To use this identification guide, you will need to link to the appropriate page by clicking on the appropriate number on either the picture or in the chart below. The following chart provides links to a comparison of each of the Types for all ten areas. Most of these stamps can be identified using areas 1 through 5. In fact, the vast majority of these stamps can be sorted by type by examining only areas 1 and 3, the left ribbon and the toga rope. The areas 6 through 10 have more subtle differences, but with practice they will become great tools in your identification arsenal. In the case of a cancellation covering these areas, or if the ink is light, or you simply have a faded copy, you will need to examine many of the areas. In particular, if you think the stamp is a scarcer variety, you should examine all of the areas for positive identification. A powerful magnifying glass, microscope, or a high resolution scan (600 to 1200 dpi) will greatly aid in identifying the type.

Since the value of a particular stamp is often determined by the design type, it is little wonder that there are many forgeries in which the more common design is altered to look like the more expensive design. A common alteration is to make a Type II stamp out of a Type III stamp by simply scratching out one of the red lines in the ribbon ends. Since there are many other features that distinguish the Type II stamps from the Type III stamps, this doesn't fool many seasoned collectors.

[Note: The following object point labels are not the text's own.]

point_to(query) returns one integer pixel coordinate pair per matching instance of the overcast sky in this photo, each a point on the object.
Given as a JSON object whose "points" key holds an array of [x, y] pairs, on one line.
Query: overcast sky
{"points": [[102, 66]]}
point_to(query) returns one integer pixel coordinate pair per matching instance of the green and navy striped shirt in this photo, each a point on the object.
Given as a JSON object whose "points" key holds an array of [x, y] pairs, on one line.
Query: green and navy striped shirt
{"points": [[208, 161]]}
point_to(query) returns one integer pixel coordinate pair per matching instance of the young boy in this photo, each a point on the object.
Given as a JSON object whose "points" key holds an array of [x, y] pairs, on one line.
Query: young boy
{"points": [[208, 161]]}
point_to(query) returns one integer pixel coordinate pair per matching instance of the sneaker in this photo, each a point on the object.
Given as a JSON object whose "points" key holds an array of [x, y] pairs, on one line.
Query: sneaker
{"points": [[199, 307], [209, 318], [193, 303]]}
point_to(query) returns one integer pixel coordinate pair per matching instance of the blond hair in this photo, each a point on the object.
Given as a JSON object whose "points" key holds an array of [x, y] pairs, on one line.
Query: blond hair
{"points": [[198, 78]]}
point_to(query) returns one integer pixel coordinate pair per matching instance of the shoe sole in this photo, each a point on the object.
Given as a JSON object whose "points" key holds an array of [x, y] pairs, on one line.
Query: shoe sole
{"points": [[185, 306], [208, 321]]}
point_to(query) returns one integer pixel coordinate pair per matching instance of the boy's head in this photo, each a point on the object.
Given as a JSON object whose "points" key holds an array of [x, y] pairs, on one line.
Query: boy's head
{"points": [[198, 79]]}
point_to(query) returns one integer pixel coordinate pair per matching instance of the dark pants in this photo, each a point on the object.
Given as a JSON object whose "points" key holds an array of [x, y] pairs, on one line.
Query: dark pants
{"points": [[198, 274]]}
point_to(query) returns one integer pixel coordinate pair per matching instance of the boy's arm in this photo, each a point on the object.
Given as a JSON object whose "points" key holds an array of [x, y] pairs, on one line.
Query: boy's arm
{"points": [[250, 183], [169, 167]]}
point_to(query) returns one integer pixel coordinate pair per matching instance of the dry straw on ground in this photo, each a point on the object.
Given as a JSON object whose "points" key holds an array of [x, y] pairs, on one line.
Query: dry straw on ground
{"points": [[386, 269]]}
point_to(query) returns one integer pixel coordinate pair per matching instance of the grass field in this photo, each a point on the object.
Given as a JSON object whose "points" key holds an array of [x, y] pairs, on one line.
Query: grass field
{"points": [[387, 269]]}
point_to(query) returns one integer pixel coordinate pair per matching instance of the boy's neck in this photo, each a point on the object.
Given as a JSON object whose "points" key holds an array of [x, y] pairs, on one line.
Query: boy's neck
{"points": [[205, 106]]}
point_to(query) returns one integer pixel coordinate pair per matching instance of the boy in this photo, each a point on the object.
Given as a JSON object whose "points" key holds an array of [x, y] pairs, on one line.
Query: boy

The Type I can be altered to look like a Type Ia by strengthening the Toga rope and button. This alteration can be detected by placing a piece of foil over the suspect area, rubbing lightly and examining the impression made. If the design was altered the impression will be that of the weaker type I stamp, since only the engraved portion will show up in the impression, anything drawn in will not. Since Type Ia stamps are rare, Scott 482a and Scott 500, this test should be done in every case to eliminate obvious fakes. We highly recommend having ALL type Ia stamps certified before buying or selling.